It can be a difficult disease to diagnose and a difficult disease to treat. It’s called lupus, and as many as 24,000 people in the United States are diagnosed with the disease each year. Scientists today are working on many fronts to understand the genetic underpinnings of the disease and to develop new and more targeted therapies to treat it.
What Is Lupus?
Lupus is a disease that can damage many parts of the body, including the joints, skin, kidneys, heart, lungs, blood vessels and brain. It is an autoimmune disease—an illness that occurs when the body mistakenly detects its own tissue as foreign and attacks itself, and it can be fatal in some severe cases. While people of all races can have the disease, African American women have a three-times higher number of new cases than white, non-Hispanic women. African American women tend to develop the disease at a younger age than white, non-Hispanic women and to develop more serious and life-threatening complications. It is also more common in women of Hispanic, Asian and Native American descent.
The underlying cause of lupus is not fully known, and there are many types of the disease. The most common form, called systemic lupus erythematosus, commonly causes mouth sores, rash, fatigue, joint pain and swelling, and affects the kidneys.
Lupus also is a chronic disease, meaning that treatment may help control it, but it never goes away, explains Nikolay Nikolov, M.D., a rheumatologist at the U.S. Food and Drug Administration. A person with lupus will have good periods and bad periods, he says, and a range of symptoms, which include extreme tiredness, pain or swelling in the joints, and headaches.
Who Is Affected?
The number of people living with systemic lupus in the United States is estimated to be approximately 200,000. According to the American College of Rheumatology, 10 times more women than men have lupus, and the disease often starts between the ages of 15 and 44.
What makes lupus so hard to diagnose? "People with lupus can have different problems with their immune systems," Nikolov says. And many of the symptoms that can occur in someone with lupus are non-specific and can also occur in other diseases, making it hard to nail down the diagnosis.
There is still an enormous need for better therapeutics. Scientists may be on the cusp of developing more refined therapies to help control symptoms and foster remission. The FDA’s Office of Women’s Health has funded several studies related to lupus and other autoimmune diseases in recent years. The FDA's Office of Minority Health and Health Equity also has funded a study on lupus.
According to RADM Richardae Araojo, FDA Associate Commissioner for Minority Health, "With racial and ethnic minority communities being disproportionately impacted by lupus, it is critical to advance research into therapeutic treatments and increase diversity in clinical research to help ensure that the medical products that are being developed work for the people they are intended to help."
Treatment of lupus depends on the part of the body being affected by the disease and the severity of the problem. The FDA approved the first drug to treat lupus, aspirin, in 1948 and later approved corticosteroids, such as prednisone, which suppress the immune system and reduce inflammation. In 1955, the agency approved the antimalarial drug Plaquenil (hydroxychloroquine) which helps to relieve some lupus symptoms such as fatigue, rashes, joint pain or mouth sores.
"Part of what makes lupus research such a challenge is that the precise problem with the immune system is so different among patients and the disease manifestations are so variable." Nikolov says. New research is trying to zero in on what the best targets might be.

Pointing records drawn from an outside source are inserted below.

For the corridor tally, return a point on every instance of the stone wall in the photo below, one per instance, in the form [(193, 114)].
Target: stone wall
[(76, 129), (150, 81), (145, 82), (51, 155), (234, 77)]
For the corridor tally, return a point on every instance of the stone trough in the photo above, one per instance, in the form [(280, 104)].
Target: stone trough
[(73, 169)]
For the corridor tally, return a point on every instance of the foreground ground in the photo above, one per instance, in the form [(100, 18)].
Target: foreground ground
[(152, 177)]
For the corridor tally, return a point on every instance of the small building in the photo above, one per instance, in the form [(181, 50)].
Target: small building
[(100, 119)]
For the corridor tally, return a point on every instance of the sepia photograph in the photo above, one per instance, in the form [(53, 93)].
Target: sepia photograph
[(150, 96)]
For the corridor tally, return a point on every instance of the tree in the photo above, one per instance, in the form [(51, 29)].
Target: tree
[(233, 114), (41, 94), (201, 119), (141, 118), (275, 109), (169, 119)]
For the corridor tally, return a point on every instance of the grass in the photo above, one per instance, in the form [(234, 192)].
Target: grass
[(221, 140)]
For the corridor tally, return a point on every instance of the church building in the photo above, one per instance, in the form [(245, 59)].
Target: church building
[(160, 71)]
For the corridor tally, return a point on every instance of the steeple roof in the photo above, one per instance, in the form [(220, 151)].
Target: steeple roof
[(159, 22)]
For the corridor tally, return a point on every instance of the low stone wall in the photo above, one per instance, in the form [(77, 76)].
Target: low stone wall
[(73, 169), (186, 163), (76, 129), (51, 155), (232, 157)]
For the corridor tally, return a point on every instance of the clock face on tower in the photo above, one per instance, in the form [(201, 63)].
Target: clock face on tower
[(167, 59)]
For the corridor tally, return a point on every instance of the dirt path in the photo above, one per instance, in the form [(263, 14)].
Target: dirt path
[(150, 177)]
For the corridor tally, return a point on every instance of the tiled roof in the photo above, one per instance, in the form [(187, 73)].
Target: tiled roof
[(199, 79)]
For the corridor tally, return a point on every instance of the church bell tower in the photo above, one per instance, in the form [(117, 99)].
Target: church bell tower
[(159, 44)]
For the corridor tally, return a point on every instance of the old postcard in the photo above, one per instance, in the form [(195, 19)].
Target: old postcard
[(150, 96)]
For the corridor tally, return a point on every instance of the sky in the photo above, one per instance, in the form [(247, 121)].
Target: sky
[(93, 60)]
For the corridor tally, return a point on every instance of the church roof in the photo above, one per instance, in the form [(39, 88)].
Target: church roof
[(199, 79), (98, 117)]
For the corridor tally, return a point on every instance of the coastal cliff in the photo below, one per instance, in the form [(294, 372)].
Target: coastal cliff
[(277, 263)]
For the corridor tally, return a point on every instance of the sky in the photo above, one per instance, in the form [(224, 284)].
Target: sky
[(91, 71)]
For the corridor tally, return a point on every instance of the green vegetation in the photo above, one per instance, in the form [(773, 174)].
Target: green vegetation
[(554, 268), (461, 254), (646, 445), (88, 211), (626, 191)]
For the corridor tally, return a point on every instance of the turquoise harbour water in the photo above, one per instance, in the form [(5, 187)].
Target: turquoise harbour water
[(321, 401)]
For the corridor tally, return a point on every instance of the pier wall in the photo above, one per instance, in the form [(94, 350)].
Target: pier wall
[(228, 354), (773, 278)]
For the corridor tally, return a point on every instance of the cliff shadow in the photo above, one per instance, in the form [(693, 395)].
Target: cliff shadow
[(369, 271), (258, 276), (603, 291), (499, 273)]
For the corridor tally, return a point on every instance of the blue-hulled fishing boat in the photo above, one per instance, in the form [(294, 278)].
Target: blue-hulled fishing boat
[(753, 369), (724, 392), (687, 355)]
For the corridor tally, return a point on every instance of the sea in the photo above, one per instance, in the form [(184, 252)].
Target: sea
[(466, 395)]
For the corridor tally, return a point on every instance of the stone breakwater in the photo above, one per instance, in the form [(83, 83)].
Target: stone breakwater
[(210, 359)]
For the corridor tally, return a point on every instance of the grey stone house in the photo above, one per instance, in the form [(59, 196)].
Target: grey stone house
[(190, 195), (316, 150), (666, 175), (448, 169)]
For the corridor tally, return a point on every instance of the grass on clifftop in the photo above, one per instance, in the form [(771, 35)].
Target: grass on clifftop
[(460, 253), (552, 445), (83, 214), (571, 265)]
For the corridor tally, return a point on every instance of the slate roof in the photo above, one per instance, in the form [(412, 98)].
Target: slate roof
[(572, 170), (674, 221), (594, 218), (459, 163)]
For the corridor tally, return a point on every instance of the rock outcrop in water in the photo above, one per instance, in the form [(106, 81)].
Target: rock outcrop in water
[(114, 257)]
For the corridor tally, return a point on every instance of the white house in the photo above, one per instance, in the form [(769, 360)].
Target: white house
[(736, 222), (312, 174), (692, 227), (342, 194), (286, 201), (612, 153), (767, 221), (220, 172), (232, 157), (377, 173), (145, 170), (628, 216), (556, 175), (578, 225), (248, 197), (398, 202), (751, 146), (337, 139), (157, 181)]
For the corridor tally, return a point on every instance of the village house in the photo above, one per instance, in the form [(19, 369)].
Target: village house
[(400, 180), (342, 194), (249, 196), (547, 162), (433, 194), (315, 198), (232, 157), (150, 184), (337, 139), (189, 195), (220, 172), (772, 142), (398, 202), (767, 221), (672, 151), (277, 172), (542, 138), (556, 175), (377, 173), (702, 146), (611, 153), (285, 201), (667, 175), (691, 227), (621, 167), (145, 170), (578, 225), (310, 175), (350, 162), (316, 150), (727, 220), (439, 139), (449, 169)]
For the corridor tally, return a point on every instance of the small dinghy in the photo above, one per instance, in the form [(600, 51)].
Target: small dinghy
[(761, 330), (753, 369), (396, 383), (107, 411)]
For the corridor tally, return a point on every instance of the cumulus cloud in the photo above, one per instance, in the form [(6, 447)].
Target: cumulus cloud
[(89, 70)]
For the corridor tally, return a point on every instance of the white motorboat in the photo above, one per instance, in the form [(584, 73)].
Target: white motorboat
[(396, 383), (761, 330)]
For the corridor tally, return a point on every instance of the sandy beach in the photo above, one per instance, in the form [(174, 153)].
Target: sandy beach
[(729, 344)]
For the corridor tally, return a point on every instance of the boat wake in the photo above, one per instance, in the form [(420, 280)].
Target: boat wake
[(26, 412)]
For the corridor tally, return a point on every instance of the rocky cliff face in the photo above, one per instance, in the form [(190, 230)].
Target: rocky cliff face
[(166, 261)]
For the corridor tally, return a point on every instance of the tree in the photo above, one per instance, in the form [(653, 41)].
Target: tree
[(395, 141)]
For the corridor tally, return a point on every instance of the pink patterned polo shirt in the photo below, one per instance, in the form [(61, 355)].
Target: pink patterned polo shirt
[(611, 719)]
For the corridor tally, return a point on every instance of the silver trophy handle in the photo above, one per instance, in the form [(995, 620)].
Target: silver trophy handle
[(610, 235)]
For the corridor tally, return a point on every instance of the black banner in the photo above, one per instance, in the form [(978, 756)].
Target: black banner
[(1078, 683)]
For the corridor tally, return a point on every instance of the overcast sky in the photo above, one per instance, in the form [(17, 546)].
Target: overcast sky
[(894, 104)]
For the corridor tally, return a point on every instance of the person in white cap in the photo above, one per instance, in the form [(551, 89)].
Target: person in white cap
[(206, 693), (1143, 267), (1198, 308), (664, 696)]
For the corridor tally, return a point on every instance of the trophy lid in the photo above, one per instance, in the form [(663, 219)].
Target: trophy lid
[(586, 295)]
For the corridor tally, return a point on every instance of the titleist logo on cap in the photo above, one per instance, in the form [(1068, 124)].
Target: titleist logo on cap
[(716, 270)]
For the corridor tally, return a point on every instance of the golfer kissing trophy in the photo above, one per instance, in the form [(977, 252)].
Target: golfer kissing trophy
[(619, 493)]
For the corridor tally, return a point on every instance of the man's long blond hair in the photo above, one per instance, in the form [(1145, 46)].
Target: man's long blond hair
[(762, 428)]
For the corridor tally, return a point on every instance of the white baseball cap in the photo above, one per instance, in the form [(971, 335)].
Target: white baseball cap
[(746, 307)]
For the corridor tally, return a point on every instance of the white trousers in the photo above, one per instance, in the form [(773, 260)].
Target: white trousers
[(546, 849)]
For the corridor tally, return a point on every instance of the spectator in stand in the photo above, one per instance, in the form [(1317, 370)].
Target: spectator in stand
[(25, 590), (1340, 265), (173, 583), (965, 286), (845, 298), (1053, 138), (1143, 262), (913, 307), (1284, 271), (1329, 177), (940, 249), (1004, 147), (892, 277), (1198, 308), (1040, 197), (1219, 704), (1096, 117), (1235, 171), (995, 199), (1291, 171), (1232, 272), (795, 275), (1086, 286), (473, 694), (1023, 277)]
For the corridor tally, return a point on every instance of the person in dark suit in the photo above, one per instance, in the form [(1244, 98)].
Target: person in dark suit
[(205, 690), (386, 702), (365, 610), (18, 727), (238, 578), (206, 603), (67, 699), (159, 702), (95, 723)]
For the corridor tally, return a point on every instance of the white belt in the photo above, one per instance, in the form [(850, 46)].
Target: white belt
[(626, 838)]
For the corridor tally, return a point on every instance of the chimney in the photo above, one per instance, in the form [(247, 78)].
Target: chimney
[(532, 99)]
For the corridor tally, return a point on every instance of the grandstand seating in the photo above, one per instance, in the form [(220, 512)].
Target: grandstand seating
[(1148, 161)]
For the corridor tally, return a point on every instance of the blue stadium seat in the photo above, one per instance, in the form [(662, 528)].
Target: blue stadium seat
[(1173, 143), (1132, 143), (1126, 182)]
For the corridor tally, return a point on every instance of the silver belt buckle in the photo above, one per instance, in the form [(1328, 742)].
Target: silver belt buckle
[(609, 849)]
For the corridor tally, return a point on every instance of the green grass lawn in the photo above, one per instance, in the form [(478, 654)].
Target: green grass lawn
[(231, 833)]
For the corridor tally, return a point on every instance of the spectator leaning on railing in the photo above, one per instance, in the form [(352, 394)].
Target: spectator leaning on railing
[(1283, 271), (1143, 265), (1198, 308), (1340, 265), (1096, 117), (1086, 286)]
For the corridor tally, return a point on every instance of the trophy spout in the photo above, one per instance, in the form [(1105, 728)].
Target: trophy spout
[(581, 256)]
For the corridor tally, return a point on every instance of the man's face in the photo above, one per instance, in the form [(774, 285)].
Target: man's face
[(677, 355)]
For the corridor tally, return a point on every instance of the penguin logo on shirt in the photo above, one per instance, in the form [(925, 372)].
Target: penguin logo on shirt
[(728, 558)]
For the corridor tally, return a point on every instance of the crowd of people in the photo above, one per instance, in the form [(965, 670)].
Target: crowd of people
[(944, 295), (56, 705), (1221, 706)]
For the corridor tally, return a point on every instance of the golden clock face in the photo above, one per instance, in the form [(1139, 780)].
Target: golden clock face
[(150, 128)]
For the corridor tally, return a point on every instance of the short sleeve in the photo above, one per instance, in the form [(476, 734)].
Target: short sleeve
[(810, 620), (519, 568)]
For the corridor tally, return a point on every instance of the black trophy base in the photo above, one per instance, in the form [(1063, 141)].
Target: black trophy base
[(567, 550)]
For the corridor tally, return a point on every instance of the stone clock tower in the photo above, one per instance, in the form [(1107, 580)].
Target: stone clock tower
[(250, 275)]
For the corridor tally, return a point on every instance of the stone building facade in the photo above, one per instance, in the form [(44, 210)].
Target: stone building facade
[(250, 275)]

“The evolving understanding of the disease in recent years allowed the development of medicines that target the specific molecule or molecules in the immune system that may be causing the problem,” Nikolov says. “Older medicines tend to suppress the whole immune system, which can be an effective but an unnecessarily excessive measure that can be associated with many undesirable side effects.”
The FDA approved Benlysta (belimumab)—the first targeted therapy for lupus—in 2011 to treat systemic lupus in adults. The FDA later approved Benlysta to treat children with lupus down to 5 years of age. In December 2020, the FDA approved Benlysta as the first targeted therapy to treat adult lupus patients with kidney involvement—one of the more severe forms of this disease. Benlysta is designed to target a protein called B-lymphocyte stimulator, which may reduce the impact of abnormal cells thought to be a factor in the development of lupus. It is available in two forms--for injection directly into the vein or into the skin.
In July 2021, the FDA approved Saphnelo (anifrolumab-fnia) as the second targeted therapy to treat adults with systemic lupus. It is designed to target and reduce the impact of the Type 1 Interferon Receptor, which may be important in lupus. It is available in one form—for direct delivery into the vein.
Advances in the understanding and treatment of lupus over the last several decades have resulted in people with the disease living longer and better lives.
Despite these advances, however, there remain many people with lupus who need additional treatment options. The FDA remains committed to working with researchers, drug developers, and patients to help make new treatments a reality.